Several estates belonged to certain offshoots of the ducal house of Hamilton, and in the second decade of the eighteenth century Walter Hamilton was Captain-General of the English Leeward Caribbees and "Ordinary of the Same." After him came Archibald Hamilton, who was, perhaps, of all the Hamiltons the most royal in his hospitality. Moreover, he was a person of energy and ambition, for it is on record that he paid a visit to Boston, fleeing from the great drought which visited Nevis in 1737. Then there were William Leslie Hamilton, who practised at the bar in London for several years, but returned to hold official position on Nevis, and his brother Andrew, both sons of Dr. William Hamilton, who spent the greater part of his life on St. Christopher. There were also Hugh Hamilton, Charles, Gustavus, and William Vaughn Hamilton, all planters, most of them Members of Council or of the Assembly.

And even in those remote and isolated days, Hamiltons and Washingtons were associated. The most popular name in our annals appears frequently in the Common Records of Nevis, and there is no doubt that when our first President's American ancestor fled before Cromwell to Virginia, a brother took ship for the English Caribbees.
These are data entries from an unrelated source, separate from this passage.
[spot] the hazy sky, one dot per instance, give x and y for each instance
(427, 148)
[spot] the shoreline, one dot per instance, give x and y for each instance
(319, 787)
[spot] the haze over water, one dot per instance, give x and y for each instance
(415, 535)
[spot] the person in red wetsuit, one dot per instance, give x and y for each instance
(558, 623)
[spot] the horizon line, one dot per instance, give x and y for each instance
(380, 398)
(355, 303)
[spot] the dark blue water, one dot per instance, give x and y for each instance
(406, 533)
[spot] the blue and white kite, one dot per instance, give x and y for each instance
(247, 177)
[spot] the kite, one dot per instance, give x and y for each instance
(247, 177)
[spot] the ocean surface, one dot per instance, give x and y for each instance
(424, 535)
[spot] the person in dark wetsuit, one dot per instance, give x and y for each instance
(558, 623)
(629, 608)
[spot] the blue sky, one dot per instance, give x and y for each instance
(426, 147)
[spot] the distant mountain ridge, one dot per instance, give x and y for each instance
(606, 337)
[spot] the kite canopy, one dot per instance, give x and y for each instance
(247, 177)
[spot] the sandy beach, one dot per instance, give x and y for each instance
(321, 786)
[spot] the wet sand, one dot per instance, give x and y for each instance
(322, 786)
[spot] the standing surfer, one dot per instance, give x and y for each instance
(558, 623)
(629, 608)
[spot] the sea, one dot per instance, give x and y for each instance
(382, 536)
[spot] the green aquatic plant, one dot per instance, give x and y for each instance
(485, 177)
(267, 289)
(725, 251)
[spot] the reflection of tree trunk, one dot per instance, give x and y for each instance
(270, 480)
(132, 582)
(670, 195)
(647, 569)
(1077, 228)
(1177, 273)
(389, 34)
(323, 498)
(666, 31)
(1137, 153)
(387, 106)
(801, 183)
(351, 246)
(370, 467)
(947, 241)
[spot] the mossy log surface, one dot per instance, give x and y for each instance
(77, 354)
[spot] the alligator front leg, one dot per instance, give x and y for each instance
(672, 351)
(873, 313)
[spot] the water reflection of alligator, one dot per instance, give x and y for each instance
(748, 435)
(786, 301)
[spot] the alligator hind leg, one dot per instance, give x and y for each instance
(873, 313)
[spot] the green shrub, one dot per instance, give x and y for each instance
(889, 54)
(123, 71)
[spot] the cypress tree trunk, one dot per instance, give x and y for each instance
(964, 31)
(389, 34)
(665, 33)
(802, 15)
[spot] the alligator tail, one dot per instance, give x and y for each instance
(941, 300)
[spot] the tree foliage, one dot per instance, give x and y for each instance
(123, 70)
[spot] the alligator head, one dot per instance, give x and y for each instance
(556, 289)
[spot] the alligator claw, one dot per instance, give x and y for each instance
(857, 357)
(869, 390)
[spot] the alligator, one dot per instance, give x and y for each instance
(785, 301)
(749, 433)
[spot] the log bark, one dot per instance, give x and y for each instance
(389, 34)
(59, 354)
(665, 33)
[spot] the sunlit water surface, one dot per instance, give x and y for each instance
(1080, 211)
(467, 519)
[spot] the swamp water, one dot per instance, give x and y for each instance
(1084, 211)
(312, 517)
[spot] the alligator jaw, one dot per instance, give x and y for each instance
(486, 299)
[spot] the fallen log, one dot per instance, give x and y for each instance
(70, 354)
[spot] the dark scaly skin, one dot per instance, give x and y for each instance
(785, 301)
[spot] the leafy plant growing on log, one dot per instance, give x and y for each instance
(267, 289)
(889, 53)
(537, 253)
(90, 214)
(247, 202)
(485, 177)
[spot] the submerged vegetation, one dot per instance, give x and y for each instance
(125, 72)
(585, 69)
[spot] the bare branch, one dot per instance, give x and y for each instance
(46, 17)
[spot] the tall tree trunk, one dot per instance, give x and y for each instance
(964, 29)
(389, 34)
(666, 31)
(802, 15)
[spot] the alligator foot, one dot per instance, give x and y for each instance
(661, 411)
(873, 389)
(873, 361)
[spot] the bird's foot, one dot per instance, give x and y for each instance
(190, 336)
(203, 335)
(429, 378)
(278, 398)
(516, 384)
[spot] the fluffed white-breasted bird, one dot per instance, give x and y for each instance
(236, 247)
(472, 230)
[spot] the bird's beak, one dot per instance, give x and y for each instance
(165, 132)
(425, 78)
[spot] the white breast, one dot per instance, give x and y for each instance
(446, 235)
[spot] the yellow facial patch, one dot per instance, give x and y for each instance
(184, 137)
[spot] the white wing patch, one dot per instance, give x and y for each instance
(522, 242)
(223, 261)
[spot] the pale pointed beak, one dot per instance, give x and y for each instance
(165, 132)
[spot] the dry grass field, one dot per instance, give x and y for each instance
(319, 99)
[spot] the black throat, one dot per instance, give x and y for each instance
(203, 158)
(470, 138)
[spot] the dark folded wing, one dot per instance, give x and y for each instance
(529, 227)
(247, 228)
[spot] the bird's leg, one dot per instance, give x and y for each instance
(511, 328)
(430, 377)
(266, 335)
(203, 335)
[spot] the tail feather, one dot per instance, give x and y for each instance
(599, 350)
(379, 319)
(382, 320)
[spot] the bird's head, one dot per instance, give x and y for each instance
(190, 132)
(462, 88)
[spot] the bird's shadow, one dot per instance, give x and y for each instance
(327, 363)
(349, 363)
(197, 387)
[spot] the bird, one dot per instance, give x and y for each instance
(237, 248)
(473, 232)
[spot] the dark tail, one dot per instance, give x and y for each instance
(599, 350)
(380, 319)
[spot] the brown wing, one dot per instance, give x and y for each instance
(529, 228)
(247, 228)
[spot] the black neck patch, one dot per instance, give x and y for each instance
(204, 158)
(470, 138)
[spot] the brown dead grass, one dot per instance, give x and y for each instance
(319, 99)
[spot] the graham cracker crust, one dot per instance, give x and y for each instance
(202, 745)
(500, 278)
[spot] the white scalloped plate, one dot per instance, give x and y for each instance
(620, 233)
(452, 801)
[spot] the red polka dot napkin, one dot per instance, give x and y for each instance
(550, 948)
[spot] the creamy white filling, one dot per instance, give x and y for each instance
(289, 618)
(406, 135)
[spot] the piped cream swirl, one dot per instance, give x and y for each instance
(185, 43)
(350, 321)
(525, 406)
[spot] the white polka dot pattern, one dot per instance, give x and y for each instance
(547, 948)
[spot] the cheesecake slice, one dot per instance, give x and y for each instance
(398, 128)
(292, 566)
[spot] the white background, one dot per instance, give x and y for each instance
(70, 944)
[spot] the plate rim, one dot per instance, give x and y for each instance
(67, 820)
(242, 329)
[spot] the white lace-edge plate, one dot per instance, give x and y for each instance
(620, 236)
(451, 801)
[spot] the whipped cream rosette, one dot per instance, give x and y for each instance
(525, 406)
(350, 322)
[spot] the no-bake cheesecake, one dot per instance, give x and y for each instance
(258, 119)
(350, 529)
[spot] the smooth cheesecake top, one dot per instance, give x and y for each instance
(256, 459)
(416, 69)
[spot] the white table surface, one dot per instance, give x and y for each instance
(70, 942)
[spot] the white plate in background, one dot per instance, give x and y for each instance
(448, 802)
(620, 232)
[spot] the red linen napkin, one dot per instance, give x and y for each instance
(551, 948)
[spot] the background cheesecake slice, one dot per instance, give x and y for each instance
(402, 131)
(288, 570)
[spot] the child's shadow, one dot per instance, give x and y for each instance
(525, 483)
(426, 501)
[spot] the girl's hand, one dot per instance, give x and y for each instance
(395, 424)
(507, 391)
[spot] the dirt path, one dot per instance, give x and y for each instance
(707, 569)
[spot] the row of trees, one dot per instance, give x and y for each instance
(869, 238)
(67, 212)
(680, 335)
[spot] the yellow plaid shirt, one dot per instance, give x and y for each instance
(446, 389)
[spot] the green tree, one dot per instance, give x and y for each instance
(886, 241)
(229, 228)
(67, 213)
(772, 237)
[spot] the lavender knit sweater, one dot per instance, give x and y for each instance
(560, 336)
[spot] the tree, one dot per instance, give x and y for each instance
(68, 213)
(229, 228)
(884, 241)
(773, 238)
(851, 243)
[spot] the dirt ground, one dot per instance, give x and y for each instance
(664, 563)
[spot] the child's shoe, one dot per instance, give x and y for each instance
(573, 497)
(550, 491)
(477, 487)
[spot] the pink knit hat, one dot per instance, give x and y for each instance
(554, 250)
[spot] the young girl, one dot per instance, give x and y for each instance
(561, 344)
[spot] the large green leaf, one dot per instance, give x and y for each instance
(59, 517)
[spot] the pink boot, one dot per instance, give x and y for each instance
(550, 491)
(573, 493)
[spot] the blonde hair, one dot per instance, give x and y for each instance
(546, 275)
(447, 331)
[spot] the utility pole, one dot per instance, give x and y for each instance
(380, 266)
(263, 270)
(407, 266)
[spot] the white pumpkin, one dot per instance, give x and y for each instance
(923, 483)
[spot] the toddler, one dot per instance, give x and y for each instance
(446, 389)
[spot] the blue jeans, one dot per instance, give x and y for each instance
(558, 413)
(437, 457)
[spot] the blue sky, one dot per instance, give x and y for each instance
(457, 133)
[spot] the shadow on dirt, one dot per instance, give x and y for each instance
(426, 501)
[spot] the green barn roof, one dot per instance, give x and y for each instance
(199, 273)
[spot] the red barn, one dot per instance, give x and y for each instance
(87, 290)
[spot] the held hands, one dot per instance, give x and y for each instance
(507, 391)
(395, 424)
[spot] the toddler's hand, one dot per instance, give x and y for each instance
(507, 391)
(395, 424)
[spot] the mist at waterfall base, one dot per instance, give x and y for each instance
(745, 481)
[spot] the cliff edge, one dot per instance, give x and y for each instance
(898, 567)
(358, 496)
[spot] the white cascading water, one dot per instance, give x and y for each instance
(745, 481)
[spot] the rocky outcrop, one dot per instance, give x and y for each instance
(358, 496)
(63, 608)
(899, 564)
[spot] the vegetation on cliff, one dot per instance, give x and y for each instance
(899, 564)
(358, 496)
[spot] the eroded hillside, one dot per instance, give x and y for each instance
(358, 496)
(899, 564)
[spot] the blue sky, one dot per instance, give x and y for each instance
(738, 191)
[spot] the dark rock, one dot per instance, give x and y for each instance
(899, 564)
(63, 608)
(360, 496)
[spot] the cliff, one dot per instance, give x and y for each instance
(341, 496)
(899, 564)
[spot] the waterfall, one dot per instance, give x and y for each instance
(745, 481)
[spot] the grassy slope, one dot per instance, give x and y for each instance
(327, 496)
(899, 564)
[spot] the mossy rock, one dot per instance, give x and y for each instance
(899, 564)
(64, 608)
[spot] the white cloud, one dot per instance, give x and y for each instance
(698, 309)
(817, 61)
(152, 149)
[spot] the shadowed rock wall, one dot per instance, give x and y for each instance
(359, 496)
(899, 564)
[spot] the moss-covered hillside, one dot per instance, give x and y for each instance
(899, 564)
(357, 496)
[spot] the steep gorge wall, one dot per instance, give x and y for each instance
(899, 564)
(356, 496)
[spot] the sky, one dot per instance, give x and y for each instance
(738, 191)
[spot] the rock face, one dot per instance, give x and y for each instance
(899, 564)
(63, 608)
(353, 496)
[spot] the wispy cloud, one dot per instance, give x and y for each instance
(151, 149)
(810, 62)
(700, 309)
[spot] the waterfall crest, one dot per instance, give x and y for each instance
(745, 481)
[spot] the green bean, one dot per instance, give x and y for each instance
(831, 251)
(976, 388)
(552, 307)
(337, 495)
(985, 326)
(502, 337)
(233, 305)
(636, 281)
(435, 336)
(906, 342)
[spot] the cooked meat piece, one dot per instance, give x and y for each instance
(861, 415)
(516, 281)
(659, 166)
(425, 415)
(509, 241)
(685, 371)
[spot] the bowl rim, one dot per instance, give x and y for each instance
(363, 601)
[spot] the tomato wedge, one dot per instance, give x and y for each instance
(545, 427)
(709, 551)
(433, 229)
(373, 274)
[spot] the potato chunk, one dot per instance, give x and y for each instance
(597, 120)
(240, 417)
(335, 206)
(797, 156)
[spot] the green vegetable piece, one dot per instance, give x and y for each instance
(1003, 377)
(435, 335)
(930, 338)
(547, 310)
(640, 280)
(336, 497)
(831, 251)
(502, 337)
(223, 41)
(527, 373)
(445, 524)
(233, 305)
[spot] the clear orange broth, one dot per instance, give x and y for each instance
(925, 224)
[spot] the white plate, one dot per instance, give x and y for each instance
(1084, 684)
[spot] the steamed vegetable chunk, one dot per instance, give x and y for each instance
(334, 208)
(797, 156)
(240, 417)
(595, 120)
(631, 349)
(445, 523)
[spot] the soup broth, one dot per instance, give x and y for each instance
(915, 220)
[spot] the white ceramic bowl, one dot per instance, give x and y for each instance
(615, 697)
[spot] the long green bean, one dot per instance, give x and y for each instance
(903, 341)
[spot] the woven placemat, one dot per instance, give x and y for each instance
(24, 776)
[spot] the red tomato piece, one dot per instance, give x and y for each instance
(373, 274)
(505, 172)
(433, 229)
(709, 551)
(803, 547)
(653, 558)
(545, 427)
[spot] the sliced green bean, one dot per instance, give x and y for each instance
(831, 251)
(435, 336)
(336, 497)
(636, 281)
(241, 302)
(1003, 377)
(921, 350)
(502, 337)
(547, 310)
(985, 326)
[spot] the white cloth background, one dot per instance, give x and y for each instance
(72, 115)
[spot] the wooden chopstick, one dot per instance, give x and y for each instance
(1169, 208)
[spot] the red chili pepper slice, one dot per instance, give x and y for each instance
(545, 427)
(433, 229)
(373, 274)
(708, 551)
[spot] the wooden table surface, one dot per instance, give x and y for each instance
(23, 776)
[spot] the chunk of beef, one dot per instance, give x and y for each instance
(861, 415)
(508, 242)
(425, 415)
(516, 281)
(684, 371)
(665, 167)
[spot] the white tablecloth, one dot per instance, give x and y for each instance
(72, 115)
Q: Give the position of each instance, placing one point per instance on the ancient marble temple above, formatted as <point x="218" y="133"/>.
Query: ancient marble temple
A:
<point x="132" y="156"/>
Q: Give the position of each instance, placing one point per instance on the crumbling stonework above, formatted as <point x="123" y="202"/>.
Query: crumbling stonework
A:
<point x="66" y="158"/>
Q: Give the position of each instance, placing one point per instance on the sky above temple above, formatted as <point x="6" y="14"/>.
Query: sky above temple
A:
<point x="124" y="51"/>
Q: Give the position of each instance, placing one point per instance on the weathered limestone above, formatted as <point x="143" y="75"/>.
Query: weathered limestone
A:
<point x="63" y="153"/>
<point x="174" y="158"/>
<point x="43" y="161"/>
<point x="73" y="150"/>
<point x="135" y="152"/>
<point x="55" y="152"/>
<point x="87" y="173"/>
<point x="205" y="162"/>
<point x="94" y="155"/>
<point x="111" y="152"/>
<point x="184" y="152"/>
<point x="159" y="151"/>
From a distance Nevis looks like a solitary peak in mid-ocean, her base sweeping out on either side. But behind the great central cone--rising three thousand two hundred feet--are five or six lesser peaks, between which are dense tropical gorges and mountain streams. In the old days, where the slopes were not vivid with the light green of the cane-field, there were the cool and sombre groves of the cocoanut tree, mango, orange, and guava.

Even when Nevis is wholly visible there is always a white cloud above her head. As night falls it becomes evident that this soft aggravation of her beauty is but a night robe hung on high. It is at about seven in the evening that she begins to draw down her garment of mist, but she is long in perfecting that nocturnal toilette. Lonely and neglected, she still is a beauty, exacting and fastidious. The cloud is tortured into many shapes before it meets her taste. She snatches it off, redisposes it, dons and takes it off again, wraps it about her with yet more enchanting folds, until by nine o'clock it sweeps the sea; and Nevis, the proudest island of the Caribbees, has secluded herself from those cynical old neighbours who no longer bend the knee.